I think you need to define "be protective". I've seen people buy softer dogs to be a "great companion" and then disappointed when the dog wasn't hard enough to take a hit from an attacker or a bite from another dog. I've seen people buy hard dogs and then be appalled when the dog couldn't live in a chaotic family environment with children.

I have two working line. I'm not counting on either of them to protect me because they are not trained to do so. I'm not allowing them to make the decision to protect me because they don't get to choose what and who is a threat. I'll listen to their instincts but making the decision to go off on someone and possibly biting someone is not cool. The man walking down the road is not a threat just because he's walking down the road.

My advice - buy the great companion. These dogs are pretty good deterrents just in the visual aspect. If you need "protection" buy a gun and a good alarm system.

That said - you can absolutely find a medium drive working line for a family dog as long as you are active and put the time in to mentally stimulate the dog.


----------



## MineAreWorkingline (May 2, 2015)

Define protective.

Reputable breeders breed for the total dog, not just certain traits. Give and take. That means a pup may have a stellar temperament with your kids but have less than excellent hips but still good enough so as not to negatively impact quality of life. Or a pup can have stellar hips / elbows and be DM negative but be sketchy with your kids with a predisposition for bloat. Think things through as these are often the deciding criteria.


----------



## Sunsilver (Apr 8, 2014)

I haven't been doing much with my dogs due to health issues. My working line is tolerating the inactivity much better than my show line girl would have at the same age. Fortunately, the show line is now at an age where she sleeps most of the day, instead of amusing herself by exploring cupboards and chewing stuff up.

A lot depends on the individual dog, and a good breeder can match you up with the right pup.


----------



## Sabis mom (Mar 20, 2014)

SnowQueen25 said:


> Hi!
> I am new to this forum and it is my first time posting! I am super excited to read and get all the advice I can from all of you!
> 
> I am planning to purchase a German shepherd puppy in about 1.5-2 years but would like to begin to look at some reputable breeders and recommendations. I grew up with several dogs one of which was a GSD. I loved all the dogs that I grew up with but something about our GSD sold my heart to the breed! I use to cradle him like a baby when he was a pup! He was very intune to our emotions and loved to be with all of us! I miss him very much.
> ...


This is probably the most clear, sensible "looking for a puppy" post we have seen in recent months.
You are giving yourself time, you understand what you need, you put health and temperament above color and you are clear that a good breeder making the right pick is the way to go.

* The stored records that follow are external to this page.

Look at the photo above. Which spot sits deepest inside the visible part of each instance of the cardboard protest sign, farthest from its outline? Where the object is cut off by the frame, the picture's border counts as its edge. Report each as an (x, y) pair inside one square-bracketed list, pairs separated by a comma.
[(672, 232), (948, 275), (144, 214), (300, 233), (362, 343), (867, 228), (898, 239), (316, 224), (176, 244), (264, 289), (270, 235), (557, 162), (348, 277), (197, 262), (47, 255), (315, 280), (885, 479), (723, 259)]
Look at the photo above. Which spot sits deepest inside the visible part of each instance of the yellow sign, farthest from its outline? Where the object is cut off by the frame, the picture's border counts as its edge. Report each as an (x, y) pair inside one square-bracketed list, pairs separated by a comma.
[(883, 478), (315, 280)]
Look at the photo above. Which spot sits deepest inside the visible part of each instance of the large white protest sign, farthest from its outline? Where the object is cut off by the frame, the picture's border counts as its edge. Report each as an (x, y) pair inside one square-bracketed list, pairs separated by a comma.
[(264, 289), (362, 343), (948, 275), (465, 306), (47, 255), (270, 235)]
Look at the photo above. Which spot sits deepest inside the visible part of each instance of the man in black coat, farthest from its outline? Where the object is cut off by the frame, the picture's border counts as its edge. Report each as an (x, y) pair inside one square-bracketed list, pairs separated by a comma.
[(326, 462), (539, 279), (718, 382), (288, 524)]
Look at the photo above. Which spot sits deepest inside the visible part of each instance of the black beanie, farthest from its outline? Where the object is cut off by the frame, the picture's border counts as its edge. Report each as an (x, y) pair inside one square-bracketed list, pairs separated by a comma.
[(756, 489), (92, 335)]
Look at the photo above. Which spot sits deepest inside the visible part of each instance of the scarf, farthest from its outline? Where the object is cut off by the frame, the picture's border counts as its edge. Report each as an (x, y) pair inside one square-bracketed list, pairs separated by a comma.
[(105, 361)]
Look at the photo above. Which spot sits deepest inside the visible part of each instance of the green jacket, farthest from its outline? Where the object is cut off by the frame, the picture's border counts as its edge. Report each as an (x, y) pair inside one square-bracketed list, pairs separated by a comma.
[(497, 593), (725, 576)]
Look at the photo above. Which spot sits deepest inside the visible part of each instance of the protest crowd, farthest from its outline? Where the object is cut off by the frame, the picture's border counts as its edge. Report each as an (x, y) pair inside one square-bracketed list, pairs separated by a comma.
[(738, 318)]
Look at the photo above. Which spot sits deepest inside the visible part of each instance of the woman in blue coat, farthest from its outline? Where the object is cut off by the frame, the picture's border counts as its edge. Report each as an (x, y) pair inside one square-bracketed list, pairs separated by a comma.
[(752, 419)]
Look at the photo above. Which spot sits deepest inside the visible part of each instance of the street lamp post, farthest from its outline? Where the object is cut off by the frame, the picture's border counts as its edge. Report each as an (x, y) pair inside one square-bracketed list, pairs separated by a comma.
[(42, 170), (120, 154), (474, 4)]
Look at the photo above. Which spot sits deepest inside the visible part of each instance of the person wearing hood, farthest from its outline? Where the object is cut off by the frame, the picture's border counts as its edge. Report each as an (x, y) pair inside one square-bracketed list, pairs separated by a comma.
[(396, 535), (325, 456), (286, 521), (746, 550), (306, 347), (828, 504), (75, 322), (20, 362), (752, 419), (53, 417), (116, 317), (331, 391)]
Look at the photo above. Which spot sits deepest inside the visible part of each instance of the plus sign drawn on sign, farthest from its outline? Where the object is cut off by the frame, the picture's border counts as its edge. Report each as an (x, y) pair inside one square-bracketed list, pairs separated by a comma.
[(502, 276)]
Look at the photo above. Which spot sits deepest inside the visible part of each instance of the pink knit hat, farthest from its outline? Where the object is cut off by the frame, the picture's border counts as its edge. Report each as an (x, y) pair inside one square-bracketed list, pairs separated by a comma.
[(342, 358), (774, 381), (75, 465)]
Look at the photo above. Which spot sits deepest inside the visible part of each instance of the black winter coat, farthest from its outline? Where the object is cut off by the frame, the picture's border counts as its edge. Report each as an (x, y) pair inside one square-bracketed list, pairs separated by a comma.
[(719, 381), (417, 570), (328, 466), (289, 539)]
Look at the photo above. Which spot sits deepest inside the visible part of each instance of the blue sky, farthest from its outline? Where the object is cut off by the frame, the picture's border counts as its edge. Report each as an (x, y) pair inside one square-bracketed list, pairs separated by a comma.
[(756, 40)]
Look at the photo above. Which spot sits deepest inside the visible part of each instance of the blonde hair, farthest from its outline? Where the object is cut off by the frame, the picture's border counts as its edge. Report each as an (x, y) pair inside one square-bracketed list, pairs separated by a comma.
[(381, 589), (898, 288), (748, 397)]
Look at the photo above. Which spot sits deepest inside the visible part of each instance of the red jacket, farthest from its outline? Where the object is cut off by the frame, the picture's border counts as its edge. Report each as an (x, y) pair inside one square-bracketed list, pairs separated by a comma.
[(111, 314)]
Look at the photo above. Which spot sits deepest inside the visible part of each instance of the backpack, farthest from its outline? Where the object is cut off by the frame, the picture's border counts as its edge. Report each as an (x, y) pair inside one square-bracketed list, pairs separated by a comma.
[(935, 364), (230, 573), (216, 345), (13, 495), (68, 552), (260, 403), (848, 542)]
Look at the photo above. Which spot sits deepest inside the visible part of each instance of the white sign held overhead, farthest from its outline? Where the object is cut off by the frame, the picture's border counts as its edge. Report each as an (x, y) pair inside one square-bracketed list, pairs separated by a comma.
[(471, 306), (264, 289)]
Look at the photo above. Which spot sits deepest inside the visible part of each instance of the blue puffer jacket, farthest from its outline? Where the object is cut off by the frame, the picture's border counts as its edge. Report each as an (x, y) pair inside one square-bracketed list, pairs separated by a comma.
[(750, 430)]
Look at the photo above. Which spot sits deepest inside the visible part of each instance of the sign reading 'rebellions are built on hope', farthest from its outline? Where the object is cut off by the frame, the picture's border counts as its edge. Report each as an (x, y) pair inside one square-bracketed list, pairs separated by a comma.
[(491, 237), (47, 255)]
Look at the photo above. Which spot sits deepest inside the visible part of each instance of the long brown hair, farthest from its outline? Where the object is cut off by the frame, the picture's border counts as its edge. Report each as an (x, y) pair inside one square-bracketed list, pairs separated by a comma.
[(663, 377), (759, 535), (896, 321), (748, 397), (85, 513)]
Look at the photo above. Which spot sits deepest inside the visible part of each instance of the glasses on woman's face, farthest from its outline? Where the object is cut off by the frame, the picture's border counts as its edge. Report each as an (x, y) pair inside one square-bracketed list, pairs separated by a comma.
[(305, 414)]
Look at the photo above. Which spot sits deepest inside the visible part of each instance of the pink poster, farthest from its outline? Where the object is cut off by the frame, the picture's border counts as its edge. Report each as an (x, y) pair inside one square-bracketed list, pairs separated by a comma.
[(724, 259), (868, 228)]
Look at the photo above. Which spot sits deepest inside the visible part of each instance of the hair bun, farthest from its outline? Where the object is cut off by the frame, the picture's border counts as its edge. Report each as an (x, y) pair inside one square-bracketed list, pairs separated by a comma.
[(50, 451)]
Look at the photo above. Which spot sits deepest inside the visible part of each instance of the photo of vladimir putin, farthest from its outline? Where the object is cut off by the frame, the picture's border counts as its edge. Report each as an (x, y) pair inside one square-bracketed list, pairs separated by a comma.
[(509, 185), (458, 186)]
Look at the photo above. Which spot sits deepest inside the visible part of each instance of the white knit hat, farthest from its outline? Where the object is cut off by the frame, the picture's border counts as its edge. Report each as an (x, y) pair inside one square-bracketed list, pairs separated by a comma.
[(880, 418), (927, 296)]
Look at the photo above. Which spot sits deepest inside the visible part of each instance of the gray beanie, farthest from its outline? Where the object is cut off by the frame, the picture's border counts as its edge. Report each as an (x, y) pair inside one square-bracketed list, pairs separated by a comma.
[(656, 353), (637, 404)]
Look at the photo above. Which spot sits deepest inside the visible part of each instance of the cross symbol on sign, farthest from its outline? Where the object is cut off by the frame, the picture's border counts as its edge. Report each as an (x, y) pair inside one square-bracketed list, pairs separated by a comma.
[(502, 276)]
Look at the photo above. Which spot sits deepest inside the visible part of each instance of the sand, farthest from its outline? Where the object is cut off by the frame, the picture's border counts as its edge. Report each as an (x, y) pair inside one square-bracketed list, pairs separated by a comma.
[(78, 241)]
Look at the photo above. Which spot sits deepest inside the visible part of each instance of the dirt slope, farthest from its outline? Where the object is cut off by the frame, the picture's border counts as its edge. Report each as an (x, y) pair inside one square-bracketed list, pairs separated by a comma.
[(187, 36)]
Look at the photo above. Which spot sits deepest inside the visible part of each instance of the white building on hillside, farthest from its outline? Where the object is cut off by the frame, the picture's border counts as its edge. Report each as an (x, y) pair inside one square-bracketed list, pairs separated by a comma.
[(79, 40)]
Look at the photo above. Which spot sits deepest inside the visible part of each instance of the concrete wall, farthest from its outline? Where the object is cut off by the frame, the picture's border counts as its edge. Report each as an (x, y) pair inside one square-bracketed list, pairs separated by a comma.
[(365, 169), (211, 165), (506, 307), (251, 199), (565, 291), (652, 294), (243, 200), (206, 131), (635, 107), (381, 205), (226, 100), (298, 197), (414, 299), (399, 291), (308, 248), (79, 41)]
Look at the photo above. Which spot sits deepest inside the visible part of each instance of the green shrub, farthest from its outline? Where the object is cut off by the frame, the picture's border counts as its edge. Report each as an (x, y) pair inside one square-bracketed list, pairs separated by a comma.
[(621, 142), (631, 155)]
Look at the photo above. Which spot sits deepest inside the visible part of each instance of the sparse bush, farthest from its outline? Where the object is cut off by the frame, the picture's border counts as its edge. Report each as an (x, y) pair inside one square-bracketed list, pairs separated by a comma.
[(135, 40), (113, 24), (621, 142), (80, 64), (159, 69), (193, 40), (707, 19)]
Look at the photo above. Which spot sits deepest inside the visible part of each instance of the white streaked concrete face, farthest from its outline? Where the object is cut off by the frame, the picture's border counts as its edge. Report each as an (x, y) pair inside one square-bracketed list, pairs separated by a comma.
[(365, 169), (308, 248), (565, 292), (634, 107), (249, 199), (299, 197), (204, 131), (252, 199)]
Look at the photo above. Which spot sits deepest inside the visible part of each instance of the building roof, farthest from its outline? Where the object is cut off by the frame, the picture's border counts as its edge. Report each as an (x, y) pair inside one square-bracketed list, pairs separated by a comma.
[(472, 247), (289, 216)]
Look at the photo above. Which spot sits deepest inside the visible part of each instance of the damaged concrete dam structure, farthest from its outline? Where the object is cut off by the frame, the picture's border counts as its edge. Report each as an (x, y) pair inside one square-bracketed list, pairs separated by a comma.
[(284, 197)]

Congratulations.


----------



## SnowQueen25 (Sep 9, 2020)

drparker151 said:


> Yes working with a good Breeder and being patient enough to wait for the right puppy is the correct way to go about. There are threads in the puppy section on selecting a Breeder. You can also ask about breeders you might be interested in. We went with a WL for our companion GSD. We wanted a dog with medium drives, biddable, with an off switch. Out of two litters only two pups fit that criteria.
> 
> GSD puppies take a lot of work and training to turn into the perfect family pet. Make sure this is something that will fit your lifestyle and that you will do. Nothing wrong with getting a nice lab or golden both of which are much less work.


Hi,
We are all for putting the work and training to have the perfect family pet. Since I am at home I can devote as much time as necessary to make sure to train them. 
I've seen some breeder websites but I'm unsure of what makes a reputable breeder aside from making sure their websites show OFAs and DMs but i know that theres more than that.

Thank you!!!


----------



## Shadow Shep (Apr 16, 2020)

SnowQueen25 said:


> Hi,
> We are all for putting the work and training to have the perfect family pet. Since I am at home I can devote as much time as necessary to make sure to train them.
> I've seen some breeder websites but I'm unsure of what makes a reputable breeder aside from making sure their websites show OFAs and DMs but i know that theres more than that.
> 
> Thank you!!!


What breeders are you looking at?


----------



## SnowQueen25 (Sep 9, 2020)

Jax08 said:


> I think you need to define "be protective". I've seen people buy softer dogs to be a "great companion" and then disappointed when the dog wasn't hard enough to take a hit from an attacker or a bite from another dog. I've seen people buy hard dogs and then be appalled when the dog couldn't live in a chaotic family environment with children.
> 
> I have two working line. I'm not counting on either of them to protect me because they are not trained to do so. I'm not allowing them to make the decision to protect me because they don't get to choose what and who is a threat. I'll listen to their instincts but making the decision to go off on someone and possibly biting someone is not cool. The man walking down the road is not a threat just because he's walking down the road.
> 
> ...


Hello!
I guess what I meant by protective I meant more like barking? I do not want a guard dog. I want a companion dog that is my main focus since they will be raised within our household. 

Thank you!!


----------



## SnowQueen25 (Sep 9, 2020)

MineAreWorkingline said:


> Define protective.
> 
> Reputable breeders breed for the total dog, not just certain traits. Give and take. That means a pup may have a stellar temperament with your kids but have less than excellent hips but still good enough so as not to negatively impact quality of life. Or a pup can have stellar hips / elbows and be DM negative but be sketchy with your kids with a predisposition for bloat. Think things through as these are often the deciding criteria.


Hi,
I would like a companion dog more than anything. I do not want a guard dog. That being said I would also like a dog whose health is a concern to the breeder. Since i would like for our dog to be able to live healthy happy life. What i mean to say is if there was a pup with not so excellent rated hips but had the personality that fit best for our family i would consider them.

Thank you!


----------



## LuvShepherds (May 27, 2012)

Learn what “drive” means in this breed and include that in what you are looking for. Also energy, which is different from drive. I read all the very good responses you have here, and realized if I was new to the breed, I would be very confused about all the inputs. How do you go from learning about temperament, health screenings and drive, along with the line differences to finding the right dog? I suggest using recommendations to find a good breeder who will work with you and help pick the right dog.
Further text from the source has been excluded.